We are beginning to see a new movement toward this style of keeping. New Facebook groups like the Herpetoculture Revival Project and others are drawing attention to both the benefits and beauty of creating stunning realistic enclosures using many of the simulated products available. There is also a movement toward keeping more obscure animals with very specific needs. More options make this possible.
Along with these trends, there are changes in the types of products manufacturers are producing. More emphasis is being placed on detailed and life-like ornaments. Innovative companies are turning out extremely realistic rock backgrounds and cage furniture. More thought is being given to the design of items such as hide boxes, bowls, drippers and mist machines. I have noticed that the stores that stock these newer state-of-the-art products seem to be doing better than other retailers who stick to the old-fashioned familiar ones.
These attractive accessories, along with the “bringing nature indoors” trend, can be an advantageous selling point for independent retailers. Big box stores do not have the space or knowledge base to set up and display naturalistic environments and so are therefore unlikely to carry those types of items. Yet, nothing makes people want to purchase an aquarium or terrarium more than seeing a beautiful, well-maintained setup on display. The inevitable comment will be something like “I love that; it’s so beautiful. I want that in my home.” Their awe and appreciation of these habitats opens the door for discussion about how you, the retailer, can make that happen for them.
Another recent trend has been that some retailers are keeping live plants on hand for purchase. Why send customers to the local garden center when they can get their greenery right there in your store when buying a tank and other supplies? This is genius. The key to being successful at this is to set up an enticing display and have proper lighting for it. I’ve seen everything from stores with simple rack setups for plants to stores that sell them right out of their terrariums. Some retailers are quite successful selling completed planted terrariums right off the shelf, with lights and inhabitants included. That makes shopping simple and satisfying for the customer.
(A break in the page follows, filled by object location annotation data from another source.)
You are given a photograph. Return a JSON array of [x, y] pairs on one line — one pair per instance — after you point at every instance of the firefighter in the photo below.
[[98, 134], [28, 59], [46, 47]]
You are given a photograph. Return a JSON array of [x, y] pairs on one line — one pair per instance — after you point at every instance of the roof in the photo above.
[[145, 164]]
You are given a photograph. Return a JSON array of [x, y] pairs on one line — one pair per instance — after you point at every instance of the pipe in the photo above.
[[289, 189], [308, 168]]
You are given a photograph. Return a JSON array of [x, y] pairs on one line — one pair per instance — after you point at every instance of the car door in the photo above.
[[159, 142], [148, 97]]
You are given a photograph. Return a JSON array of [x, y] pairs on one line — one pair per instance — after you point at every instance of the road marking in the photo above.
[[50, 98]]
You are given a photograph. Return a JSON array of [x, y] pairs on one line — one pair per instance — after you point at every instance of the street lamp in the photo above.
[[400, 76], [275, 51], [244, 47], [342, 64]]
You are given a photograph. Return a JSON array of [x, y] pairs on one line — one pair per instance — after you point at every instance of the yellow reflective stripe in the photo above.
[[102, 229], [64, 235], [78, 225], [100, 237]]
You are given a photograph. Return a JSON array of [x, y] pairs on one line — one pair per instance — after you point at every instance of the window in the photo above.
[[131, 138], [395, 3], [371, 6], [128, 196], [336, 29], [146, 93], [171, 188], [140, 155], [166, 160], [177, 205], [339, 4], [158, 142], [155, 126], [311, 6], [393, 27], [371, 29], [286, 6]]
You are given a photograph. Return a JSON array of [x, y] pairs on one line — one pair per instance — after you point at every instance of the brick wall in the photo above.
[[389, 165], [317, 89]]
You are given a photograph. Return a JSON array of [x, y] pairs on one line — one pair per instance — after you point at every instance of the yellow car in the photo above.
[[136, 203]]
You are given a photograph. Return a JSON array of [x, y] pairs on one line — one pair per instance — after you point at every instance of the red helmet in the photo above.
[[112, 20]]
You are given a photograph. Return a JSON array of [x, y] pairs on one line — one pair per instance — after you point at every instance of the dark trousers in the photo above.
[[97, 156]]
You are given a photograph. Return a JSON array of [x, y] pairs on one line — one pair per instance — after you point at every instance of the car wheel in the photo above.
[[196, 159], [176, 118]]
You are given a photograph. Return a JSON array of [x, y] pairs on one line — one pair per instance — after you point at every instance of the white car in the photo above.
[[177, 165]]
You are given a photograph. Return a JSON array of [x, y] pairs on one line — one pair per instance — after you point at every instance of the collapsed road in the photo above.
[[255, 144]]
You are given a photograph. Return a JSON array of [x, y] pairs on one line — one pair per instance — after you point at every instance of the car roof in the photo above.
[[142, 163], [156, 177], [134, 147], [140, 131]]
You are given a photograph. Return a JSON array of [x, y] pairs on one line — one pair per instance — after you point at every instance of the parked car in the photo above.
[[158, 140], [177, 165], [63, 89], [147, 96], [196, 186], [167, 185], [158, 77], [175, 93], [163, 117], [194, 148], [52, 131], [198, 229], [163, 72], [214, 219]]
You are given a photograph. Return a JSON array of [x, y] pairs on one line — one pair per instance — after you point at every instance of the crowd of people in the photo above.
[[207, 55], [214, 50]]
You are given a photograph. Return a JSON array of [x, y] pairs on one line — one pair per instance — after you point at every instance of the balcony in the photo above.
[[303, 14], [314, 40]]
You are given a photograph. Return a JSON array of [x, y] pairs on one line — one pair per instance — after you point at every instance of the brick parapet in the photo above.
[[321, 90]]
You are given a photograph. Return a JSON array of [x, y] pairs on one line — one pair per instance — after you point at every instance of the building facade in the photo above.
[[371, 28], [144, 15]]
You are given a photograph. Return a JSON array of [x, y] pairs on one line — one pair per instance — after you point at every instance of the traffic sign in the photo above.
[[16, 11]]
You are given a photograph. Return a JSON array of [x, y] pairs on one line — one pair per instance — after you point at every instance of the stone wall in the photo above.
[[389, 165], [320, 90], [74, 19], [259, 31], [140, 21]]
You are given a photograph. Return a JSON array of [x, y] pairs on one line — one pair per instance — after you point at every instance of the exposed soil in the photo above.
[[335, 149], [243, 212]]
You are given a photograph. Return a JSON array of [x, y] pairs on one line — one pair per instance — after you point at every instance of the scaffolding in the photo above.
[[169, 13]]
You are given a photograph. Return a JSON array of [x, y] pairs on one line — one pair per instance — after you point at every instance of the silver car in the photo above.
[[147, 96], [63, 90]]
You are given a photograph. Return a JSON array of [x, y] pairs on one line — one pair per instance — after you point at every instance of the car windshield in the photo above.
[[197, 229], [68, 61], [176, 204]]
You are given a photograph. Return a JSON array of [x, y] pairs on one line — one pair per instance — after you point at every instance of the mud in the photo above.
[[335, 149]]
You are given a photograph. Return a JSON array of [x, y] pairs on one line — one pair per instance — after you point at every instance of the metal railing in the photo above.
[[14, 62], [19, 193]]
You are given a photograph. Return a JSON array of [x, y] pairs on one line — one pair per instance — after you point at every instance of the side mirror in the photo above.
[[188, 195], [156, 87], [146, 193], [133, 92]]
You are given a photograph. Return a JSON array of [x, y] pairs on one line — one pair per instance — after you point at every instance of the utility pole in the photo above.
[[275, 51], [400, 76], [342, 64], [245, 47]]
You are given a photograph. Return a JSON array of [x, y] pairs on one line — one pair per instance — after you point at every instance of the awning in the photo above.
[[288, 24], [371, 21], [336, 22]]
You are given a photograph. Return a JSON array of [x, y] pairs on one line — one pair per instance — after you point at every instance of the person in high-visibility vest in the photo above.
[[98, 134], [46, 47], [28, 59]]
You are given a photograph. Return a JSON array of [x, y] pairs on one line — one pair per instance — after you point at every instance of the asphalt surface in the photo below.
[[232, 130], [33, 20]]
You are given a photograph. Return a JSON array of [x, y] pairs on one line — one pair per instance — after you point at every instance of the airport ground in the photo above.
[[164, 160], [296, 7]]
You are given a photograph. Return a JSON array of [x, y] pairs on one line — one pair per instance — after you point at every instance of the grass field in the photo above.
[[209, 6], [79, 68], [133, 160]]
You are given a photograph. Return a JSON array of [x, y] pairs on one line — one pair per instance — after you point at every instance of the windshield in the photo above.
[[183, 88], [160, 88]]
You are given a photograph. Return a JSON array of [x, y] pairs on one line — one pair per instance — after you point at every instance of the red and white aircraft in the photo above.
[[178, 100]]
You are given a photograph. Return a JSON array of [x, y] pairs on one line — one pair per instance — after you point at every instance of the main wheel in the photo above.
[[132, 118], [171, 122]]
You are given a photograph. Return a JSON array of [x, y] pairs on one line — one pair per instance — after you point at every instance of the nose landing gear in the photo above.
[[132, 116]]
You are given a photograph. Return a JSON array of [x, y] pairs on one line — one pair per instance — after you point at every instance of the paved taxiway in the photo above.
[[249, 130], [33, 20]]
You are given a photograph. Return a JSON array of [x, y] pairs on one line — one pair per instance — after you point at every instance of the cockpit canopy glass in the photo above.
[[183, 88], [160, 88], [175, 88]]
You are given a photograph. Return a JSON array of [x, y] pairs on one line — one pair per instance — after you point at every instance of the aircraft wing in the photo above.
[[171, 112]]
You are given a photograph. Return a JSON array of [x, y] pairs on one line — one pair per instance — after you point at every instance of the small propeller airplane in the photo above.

Of course, when we bring nature into the household, we also bring with it lots of questions and answers that lead to learning. There is, in my opinion, no better way to reconnect humans with nature than keeping pets in their own little slice of the wild. Children raised around animals will learn about the differing necessities of various creatures and how they live. They’ll also witness the miracle of birth and the natural process of dying. To me, there isn’t a greater sight than that of a little reptile poking his nose out of an egg; and I have been lucky enough to share experiences like that with my own children. I’ve also seen many adults take up diving after keeping amazing fish tanks or photography after being inspired by creating and keeping realistic enclosures. All these added benefits of the hobby lead to a greater understanding of our world and, in turn, a worldlier look at life.